SBI licensed its sensors to Sartorius in 2011 for use with their ambr and Culti-bag single use bioreactors. GE also uses the sensors under license for their single-use Wave bags. Together these two companies have sold over $1 Billion of devices under license from SBI. The best is yet to come for these producers as there are currently twenty biologic drugs that use single-use bioreactors but 800 of 1000 new biologic drugs in clinical trials with the FDA are being developed with single-use technology. These new drug candidates are going to need sensors as part of the FDA’s new Process Analytical Technology mandate that requires critical quality attribute monitoring from the earliest experiments to IND submission and as support post marketing. Wall Street is rewarding the single use providers richly as they are growing fast and sporting huge margins. For example, GE’s $2.3 Billion bioprocessing business with 75% recurring revenue was sold to Danaher and Sartorius for $23 Billion. Even off-line sensor suppliers like Berkley Lights with $57 million of revenue and $23 million of losses trade at a $4.5 Billion market cap.

In June of this year SI raised $6 million in equity, led by Roy Eddleman the largest individual shareholder in Repligen, to launch a proprietary line of sensor enabled products targeting not only the biologic drug producers but also emerging applications like cell and gene therapy, organ on a chip and regenerative medicine. A quick word about Roy. He built Spectrum Labs, a provider of hollow fiber membranes for bioprocessing to $40 million of revenue and sold it to Repligen in 2017 for $367 million- or 9.1-times revenue. He sees SI and its SBI business as an opportunity to replicate his success with Spectrum. Our use of proceeds of the financing is to build a direct sales force, expand the sensor product line beyond dissolved oxygen and pH and make important investments in gamma irradiation and validation of our sensors so they can be certified to be safe in downstream biomanufacturing and for use in humans.

It is critical to get the right people around the table and we recruited the LeBron James of Bioprocessing, the former EVP of Sartorius as the Chairman of SBI. RV joined Sartorius in 1983 and transformed it from an analytical balance and filter provider to the food and beverage industry with 30 million euro in sales into today a $22 Billion market cap bioprocessing industry leader through fourteen acquisitions totaling 500 million euros. He retired in 2019 and spends half of his time with Sartorius and Danaher backed venture fund, Dynamk and last month we entered into an agreement with him to spend the other half of his time as Chairman of SBI. His vision is to use SI as a vehicle to consolidate other single-use sensing technologies to service emerging new applications and create market leading solutions that can be sold through a world class global sales force. We also recruited another star player, Bucky Polk, the VP of Key Opinion Leader Engagement of Philips Medical to serve as our Chief Commercial Officer. Over the next year we will be deploying our capital to release our sensor enabled systems and build our sales force.

SBI is updating our go-to-market plan over the next ninety days to reflects the insights of our new Chairman. SBI is a member of two federally funded manufacturing Institutes the Advanced Regenerative Manufacturing Institute and NIIMBL which is a biologic drug manufacturing institute. Our membership is providing substantial customer interaction and non-dilutive financing as we seek to expand our product portfolio beyond dissolved oxygen and pH.

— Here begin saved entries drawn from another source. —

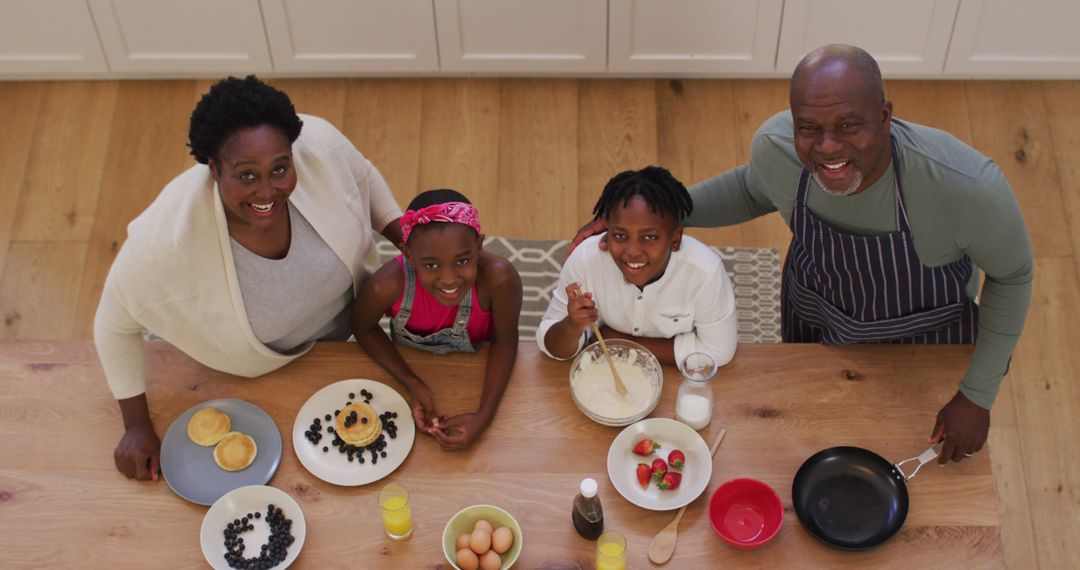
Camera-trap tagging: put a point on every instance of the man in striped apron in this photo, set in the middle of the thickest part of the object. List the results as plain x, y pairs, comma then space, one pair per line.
890, 221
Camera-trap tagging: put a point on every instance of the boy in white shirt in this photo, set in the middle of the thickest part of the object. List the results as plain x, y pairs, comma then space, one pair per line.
643, 281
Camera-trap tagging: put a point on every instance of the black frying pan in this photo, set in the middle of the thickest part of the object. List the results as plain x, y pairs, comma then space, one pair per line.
851, 498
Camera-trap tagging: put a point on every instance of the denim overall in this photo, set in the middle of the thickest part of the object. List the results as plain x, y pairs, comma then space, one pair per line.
454, 339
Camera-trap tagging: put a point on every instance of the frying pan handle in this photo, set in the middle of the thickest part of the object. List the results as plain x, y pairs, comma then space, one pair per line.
923, 458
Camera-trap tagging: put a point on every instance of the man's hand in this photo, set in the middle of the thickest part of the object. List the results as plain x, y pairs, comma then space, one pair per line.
589, 230
459, 432
963, 426
580, 307
137, 455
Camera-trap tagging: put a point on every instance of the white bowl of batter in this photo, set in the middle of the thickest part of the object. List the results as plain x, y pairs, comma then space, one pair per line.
592, 385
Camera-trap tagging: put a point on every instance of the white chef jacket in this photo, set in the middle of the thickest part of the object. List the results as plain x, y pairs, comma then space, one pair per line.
692, 302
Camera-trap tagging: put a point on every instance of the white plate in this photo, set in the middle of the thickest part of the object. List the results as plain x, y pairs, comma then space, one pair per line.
235, 504
334, 466
671, 434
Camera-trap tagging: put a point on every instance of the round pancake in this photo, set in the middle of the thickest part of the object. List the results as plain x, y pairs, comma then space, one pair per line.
359, 434
234, 451
207, 426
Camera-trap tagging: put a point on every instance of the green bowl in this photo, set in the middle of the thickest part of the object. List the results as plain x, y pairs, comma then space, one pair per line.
466, 519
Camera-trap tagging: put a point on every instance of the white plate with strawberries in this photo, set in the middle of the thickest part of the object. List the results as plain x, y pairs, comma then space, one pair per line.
677, 464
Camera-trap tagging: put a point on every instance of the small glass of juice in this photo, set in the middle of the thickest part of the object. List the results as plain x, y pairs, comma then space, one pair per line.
611, 552
396, 514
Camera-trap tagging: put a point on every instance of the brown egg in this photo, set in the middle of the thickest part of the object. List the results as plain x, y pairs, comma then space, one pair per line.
468, 559
490, 560
480, 541
502, 539
462, 541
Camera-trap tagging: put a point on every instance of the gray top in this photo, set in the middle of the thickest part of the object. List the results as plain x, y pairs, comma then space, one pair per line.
306, 296
958, 203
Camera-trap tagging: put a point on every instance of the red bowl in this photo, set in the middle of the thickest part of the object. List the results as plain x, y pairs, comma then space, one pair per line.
745, 513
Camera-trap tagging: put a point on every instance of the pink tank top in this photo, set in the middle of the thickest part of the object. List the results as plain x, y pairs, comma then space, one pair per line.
429, 315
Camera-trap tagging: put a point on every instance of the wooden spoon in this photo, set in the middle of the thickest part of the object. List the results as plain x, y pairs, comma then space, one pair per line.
663, 544
619, 387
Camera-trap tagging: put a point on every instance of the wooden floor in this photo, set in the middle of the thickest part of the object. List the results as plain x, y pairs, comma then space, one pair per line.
79, 160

A great Board of directors is a tribute to the quality of a business. Two of our stars are Marcus Frampton, personally one of our largest investors whose day job is the Chief Investment Officer of the $65 Billion Alaskan Permanent Fund. Under Marcus’ leadership the fund made the anchor $128 million investment in the creation of Juno Therapeutics which was sold to Celgene for $9 Billion and Chris Cox, the former Chief Commercial Officer of the Medicines Company, a biologic drug developer, which was sold in December to Novartis for $9.7 Billion.

This is our first investor conference in the company’s sixty- year history. I am happy to answer questions now.